Die vorliegende dreibändige Publikation, aus einer großen internationalen Konferenz hervorgegangen, ist ein ganz untypischer ›Tagungsband‹. Statt die viel zu vielen (und vermutlich auch sehr heterogenen) Vorträge über frühneuzeitliche prophetische Literatur zu veröffentlichen, haben sich Ariel Hessayon und Lionel Laborie dafür entschieden, eine für Forschung und Lehre hilfreiche Edition vorzulegen. Die Herausgeber und ihre Mitarbeitenden haben für den mitteleuropäischen Raum (Band 1), den Mittelmeerraum (Band 2) und die britischen Inseln (Band 3) relativ wenige Quellentexte ausgewählt, die ausführlich, meist vollständig, abgedruckt werden. In vielen Fällen handelt es sich um Quellen, die nur handschriftlich vorliegen, in einigen Fällen sind es auch Übersetzungen etwa deutscher oder lateinischer Drucke ins Englische. In jedem Fall werden mit den Bänden relativ schwer erreichbare Quellentexte einem akademischen Publikum zugänglich gemacht. Das Spektrum reicht dabei von hussitischen eschatologischen Texten aus dem 15. Jahrhundert und pietistischen Autoren wie Friedrich Breckling über den portugiesischen Sebastianismus um 1600 und griechische antiosmanische Prophetien aus dem 18. Jahrhundert bis hin zu Jane Lead und der Philadelphian Society und den »French Prophets« im England des 18. Jahrhunderts. Den Quellen sind jeweils kürzere Einordnungen in ihre spezifischen Kontexte vorangestellt, und alle drei Bände beginnen mit längeren allgemeinen Einleitungen, die die Quellen des jeweiligen Bandes noch einmal in einem Gesamtzusammenhang verorten. So beginnt Band 1 mit einer sehr lesenswerten »Introduction: Reformations, Prophecy and Eschatology« (Andreas Pečar und Damien Tricoire), Band 2 mit »Mediterranean Apocalypticism: An Introduction« (Mayte Green-Mercado) und Band 3 mit einem instruktiven Überblick über »Millenarianism and Prophecy in Eighteenth-Century Britain« (William Gibson).
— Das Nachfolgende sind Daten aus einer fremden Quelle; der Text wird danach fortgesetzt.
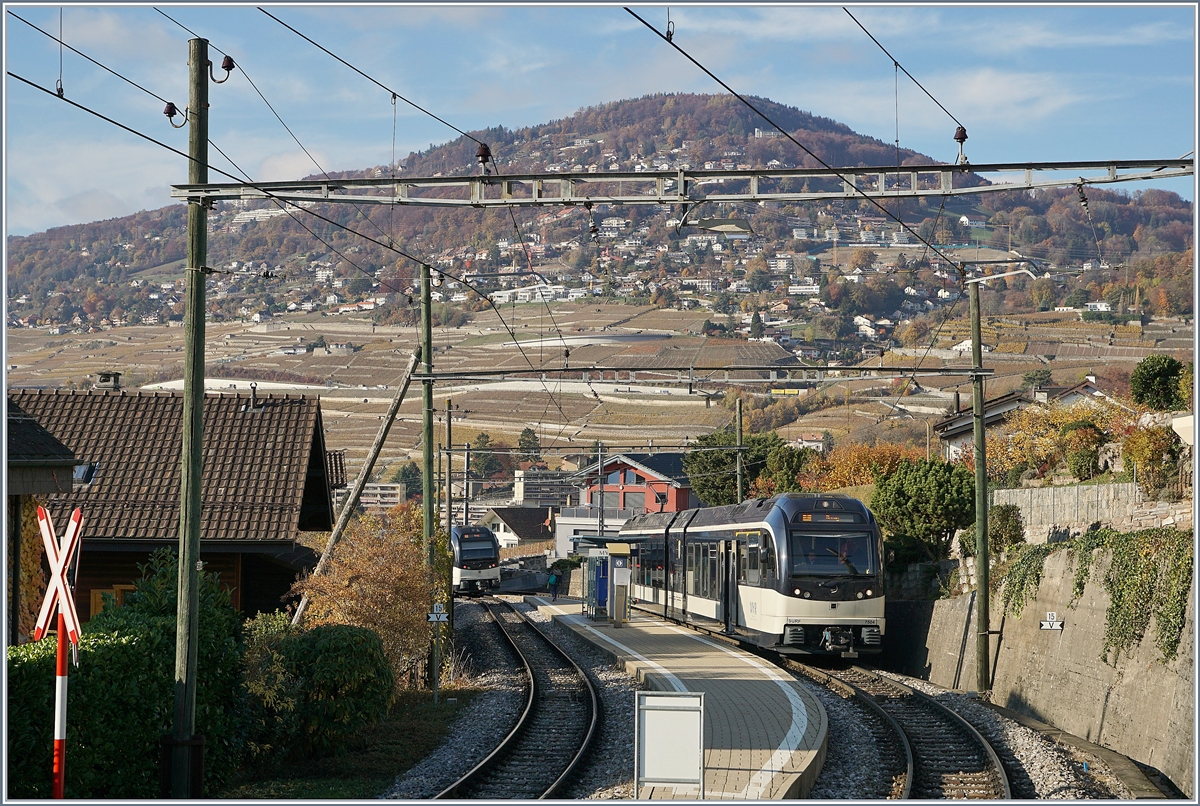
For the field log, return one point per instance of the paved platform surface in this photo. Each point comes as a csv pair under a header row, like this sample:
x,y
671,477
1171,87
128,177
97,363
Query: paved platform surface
x,y
765,732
Die Quellen sind alle ausgesprochen faszinierend; nicht alle Quellen werden aber sämtliche Benutzerinnen und Benutzer gleichermaßen interessieren. Die Zusammenstellung, die die drei Bände bieten, belegt vor allem die Vielfältigkeit und Multikontextualität des Phänomens frühneuzeitlicher Prophetie. In der Zusammenschau ergibt sich ein Bild des prophetischen Denkens, Sprechens und Schreibens als integrales Element der frühneuzeitlichen Kultur: Prophetie war eng mit vor allem historiografischer Gelehrsamkeit verflochten, verfolgte vielfältige und hochgradig kontextabhängige politische Intentionen, war aber auch – unabhängig von ihrer Intention – politisch funktionalisierbar. Deutlich wird, dass Prophetie nicht nur ein überkonfessionelles Phänomen war, sondern dass es auch strukturelle Analogien, inhaltliche Übereinstimmungen, Beeinflussungen und Vernetzungen zwischen protestantischen und katholischen Autoren gab. Deutlich wird auch, wie stark prophetisches Sprechen einerseits innerkirchlich verankert war, andererseits aber am Rand der etablierten Kirchen auch Möglichkeiten bot, heterodoxe Positionen zu formulieren und Gruppenbildung zu betreiben, und zwar auch für Akteure mit problematischen Sprecherrollen (etwa Frauen). Deutlich wird schließlich die europaweite Verbreitung des Phänomens während der gesamten Frühen Neuzeit – wenn auch immer wieder Konjunkturen und geografische Schwerpunkte auszumachen sind.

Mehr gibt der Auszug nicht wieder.